Het zal je maar overkomen: een waterleiding begeeft het en je woning komt binnen de kortste keren onder water te staan! De watermaatschappij komt ter plaatse en herstelt de leidingen. Na een onderzoek bleek dat de hoofdkraan stuk was. De watermaatschappij is eigenaar van deze hoofdkraan en je stelt je de vraag of je hen kan doen opdraaien voor de schade die je woning opliep. Hoe beoordeelt de rechter dergelijke situaties?

Artikel 1384, lid 1 van ons Burgerlijk Wetboek

Dit artikel zegt: "men is aansprakelijk niet alleen voor de schade welke men veroorzaakt door zijn eigen daad, maar ook voor die welke veroorzaakt wordt door de daad van personen voor wie men moet instaan, of van zaken die men onder zijn bewaring heeft".
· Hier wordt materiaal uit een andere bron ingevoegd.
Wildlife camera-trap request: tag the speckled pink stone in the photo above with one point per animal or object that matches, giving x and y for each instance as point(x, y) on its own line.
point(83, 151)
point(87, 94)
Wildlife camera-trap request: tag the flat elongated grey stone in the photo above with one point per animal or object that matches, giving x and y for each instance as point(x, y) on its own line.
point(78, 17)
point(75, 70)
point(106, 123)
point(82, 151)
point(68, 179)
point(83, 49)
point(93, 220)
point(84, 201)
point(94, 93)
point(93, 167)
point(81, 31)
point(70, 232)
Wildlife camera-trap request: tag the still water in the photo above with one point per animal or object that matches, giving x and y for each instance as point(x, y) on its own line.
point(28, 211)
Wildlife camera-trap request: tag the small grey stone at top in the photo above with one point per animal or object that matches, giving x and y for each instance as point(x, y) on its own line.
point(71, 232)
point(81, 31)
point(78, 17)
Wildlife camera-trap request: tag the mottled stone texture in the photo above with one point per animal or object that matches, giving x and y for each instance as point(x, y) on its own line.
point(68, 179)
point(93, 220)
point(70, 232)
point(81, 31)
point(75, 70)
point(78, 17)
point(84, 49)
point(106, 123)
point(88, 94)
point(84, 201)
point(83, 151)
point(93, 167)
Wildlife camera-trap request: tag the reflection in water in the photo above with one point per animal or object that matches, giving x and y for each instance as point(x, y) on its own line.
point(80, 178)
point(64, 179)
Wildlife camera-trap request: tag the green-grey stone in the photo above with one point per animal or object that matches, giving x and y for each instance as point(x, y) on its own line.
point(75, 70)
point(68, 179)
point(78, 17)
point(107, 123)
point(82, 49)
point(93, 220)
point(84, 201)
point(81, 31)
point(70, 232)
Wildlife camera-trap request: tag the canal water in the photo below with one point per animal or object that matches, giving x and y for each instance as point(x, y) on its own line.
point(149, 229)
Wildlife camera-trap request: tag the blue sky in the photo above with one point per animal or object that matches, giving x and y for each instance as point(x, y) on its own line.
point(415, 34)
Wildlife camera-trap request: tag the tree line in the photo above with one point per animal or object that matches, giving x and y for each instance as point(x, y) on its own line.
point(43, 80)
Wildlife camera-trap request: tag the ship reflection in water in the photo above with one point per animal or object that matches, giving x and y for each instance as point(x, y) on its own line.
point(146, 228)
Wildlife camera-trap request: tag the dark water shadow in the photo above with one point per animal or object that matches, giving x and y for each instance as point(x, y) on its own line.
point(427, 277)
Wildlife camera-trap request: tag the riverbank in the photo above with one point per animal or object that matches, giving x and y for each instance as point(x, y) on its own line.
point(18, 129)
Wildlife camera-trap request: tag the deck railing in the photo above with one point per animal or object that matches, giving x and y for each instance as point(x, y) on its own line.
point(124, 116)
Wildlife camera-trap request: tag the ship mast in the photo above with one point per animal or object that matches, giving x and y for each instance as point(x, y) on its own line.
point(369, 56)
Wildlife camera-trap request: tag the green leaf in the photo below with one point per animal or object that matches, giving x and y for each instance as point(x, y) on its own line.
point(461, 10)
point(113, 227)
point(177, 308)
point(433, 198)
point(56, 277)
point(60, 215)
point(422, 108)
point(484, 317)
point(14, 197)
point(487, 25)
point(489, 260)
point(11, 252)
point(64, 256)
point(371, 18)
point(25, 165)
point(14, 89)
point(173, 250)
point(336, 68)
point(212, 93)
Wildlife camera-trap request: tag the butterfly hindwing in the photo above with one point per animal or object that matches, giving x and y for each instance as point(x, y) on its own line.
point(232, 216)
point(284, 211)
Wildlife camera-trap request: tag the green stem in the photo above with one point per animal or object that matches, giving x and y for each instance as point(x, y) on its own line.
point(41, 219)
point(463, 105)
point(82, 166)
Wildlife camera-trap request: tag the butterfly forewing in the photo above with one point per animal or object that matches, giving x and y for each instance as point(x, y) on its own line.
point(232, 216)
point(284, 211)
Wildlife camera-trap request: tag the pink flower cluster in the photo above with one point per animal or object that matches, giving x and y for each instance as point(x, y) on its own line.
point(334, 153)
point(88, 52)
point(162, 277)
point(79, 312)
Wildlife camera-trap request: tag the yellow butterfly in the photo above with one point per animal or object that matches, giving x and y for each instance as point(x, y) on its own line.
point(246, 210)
Om beroep te kunnen doen op dit artikel is het noodzakelijk dat de aangesprokene de bewaarder is van de zaak, dat deze zaak aangetast is door een gebrek waardoor aan een derde schade wordt veroorzaakt.

De bewaarder is meestal de persoon die in feite, voor eigen rekening, van de zaak gebruik maakt. Hij heeft er bovendien de macht, bewaking en leiding over.

Concreet wil dit zeggen dat elkéén aansprakelijk is voor schade veroorzaakt door zaken die hij onder zijn bewaring heeft. Dit houdt in dat niet het eigendomsrecht over deze zaak doorslaggevend is, maar wel het feitelijke gebruik van de zaak, met een recht van leiding en toezicht.

Niet alleen particulieren onderling kunnen elkaar schade toebrengen, maar ook bedrijven, de overheid, intercommunales enz. Ook zij zullen aansprakelijk kunnen gesteld worden voor de schade die zij toegebracht hebben. In dit geval gaat het dus om de watermaatschappij die schade heeft toegebracht. Of je gelijk zou kunnen halen bij de rechter in verband met de geleden schade, hangt uiteraard volledig af van de concrete en precieze feiten en omstandigheden. Een klein detail kan soms een heel ander licht op de zaak werpen.

De rechter sprak zich onlangs uit over een schadegeval tussen de watermaatschappij en haar abonnee. Hieronder volgt een bondige uiteenzetting.

De feiten

André is aangesloten bij de intercommunale watermaatschappij. André vertrekt op vakantie en laat de goede zorgen van zijn woning over aan zijn zoon. Bij zijn terugkeer stelt André vast dat er in de kelder 1,5 m water staat. Hij waarschuwt de watermaatschappij en er wordt gezocht naar de oorzaak van de schade. André stelt de watermaatschappij aansprakelijk voor de aanzienlijke schade die hij opliep. Er wordt een deskundige aangesteld en deze stelt vast dat er door werkzaamheden in de straat van André nogal wat trillingen ontstonden en hierdoor de 60 jarige hoofdstopkraan het heeft begeven. Dit is de kraan welke op ongeveer 1 m van de gevel onder het voetpad gelegen is en de distributieleiding met de aansluiting verbindt.

De twee partijen komen niet tot een akkoord en André brengt de zaak voor de rechter.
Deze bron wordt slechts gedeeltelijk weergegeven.